We have heard that a couple of large manufacturers are considering bringing production back. Things are on the path for speedier delivery. Tariffs have accelerated their plans. Back in the day, if you picked something from the La-Z-Boy gallery you could wait 12 weeks. No one is accepting that now. That is supporting our business. Obviously, there is a scarcity of labor in the U.S. Our solutions help speed up the process and reduction of labor allows them to move production to the U.S. Labor costs in China are increasing as well. Also, China is looking for American goods. Labor is a big problem across all manufacturing. The furniture industry needs degreed engineering people now with the complexity of pieces and the complexity of manufacturing, they really need top-notch people and companies are starting to recruit a higher level of engineers. A lot of that is coming over from the automotive seating business, which has had lean manufacturing in place for a long time. They are big in to Six Sigma and that has moved into furniture over the past five years.

HFB: A major tangible justification for capital investment is material savings. Ekornes stated that five to six percent is typical? What is the starting investment for cutting?

Material savings is one of the key drivers for ROI for any technology. Our customers have been using CAD and cutting for 30 to 35 years. They have experienced the major savings from moving to automation years ago. For the last couple of years, we have been driving new ways of accomplishing fabric savings. We’ve tested algorithms, developed better matching and our machines cut tighter. Twenty years ago we would have talked about fabric savings in the 20 percent range. Now, it’s in the three to five percent range and that is considered huge. Manufacturers have moved to way more expensive materials. We have seen our latest machine, Virga, in its first couple of tests in North Carolina, achieve three to nine percent in material savings. The way the machine looks at fabric, we are able to capture some of those savings. It’s the same for leather, too. We talk about major savings going from one cutting technology to another as being in the one to two percent range. That could be $1 million. In the past, the cutting area of manufacturing has been a big black box with companies doing whatever they can do to get parts cut. In the 1990s, when the market was rolling, they were like, ‘give me another machine, give me another one.’ When the Great Recession hit, they may have had 15 machines when they really only needed three. That brought the whole concept of lean manufacturing into these companies that didn’t have it before. The thinking was, ‘I’ve got 10 machines, but they are only running at 35 percent. If I had four running at 80 percent, I can save five percent on material. It has been driving a transformation. Cutting has always been like a panic mode business. Our system is one of the only ones out there that gives the cutting room more visibility. The same transformation is going on on the wood side as well.

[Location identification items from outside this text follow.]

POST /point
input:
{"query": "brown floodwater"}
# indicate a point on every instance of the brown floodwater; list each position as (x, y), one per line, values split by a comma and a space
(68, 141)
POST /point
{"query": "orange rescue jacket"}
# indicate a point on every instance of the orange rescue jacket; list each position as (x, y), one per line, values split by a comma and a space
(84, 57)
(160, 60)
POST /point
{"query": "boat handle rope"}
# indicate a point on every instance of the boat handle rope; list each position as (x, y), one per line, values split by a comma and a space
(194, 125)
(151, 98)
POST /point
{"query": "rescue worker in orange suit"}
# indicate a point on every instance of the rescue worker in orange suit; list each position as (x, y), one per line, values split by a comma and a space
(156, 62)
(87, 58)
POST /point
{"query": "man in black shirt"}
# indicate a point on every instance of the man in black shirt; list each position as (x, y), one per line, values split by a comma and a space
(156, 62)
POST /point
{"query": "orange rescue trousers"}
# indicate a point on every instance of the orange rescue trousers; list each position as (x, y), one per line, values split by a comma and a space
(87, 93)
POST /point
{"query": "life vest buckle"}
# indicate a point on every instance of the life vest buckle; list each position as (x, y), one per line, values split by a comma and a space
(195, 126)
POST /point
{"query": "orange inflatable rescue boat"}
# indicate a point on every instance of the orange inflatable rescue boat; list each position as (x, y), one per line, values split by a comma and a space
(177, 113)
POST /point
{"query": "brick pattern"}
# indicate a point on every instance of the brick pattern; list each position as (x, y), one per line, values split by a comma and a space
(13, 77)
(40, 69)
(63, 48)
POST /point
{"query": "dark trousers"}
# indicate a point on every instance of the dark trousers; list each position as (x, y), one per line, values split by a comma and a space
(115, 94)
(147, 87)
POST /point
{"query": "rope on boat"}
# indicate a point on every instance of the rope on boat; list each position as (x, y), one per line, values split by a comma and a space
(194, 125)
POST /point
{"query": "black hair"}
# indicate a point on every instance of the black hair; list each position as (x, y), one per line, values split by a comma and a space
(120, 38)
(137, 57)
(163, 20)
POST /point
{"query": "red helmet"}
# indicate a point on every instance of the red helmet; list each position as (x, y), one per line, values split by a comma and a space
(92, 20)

HFB: What’s next in Lectra’s R&D pipeline?

“We just launched our Made To Order platform and we plan to expand it throughout our product line. The Virga [Lectra’s new single-ply cutting system] is one of our new machines and we plan to make this platform the normal way people do business. We are going to offer it on some of our older machines, going back to 2007. The cutting business isn’t really about cutting. It’s about the management of the entire process and it’s about driving savings. We do demos and events for people and very little of it is about cutting. It’s all about management and data flow. It’s become more important than just cutting. R&D is a long process. We have more than 250 employees in France working on R&D. We will pick specific customers, interview them, find out their needs and find out where they are growing and build with them. We will roll out new machinery even to a pilot situation on the factory floor. When we are convinced it is ready to go, we will then kick it out.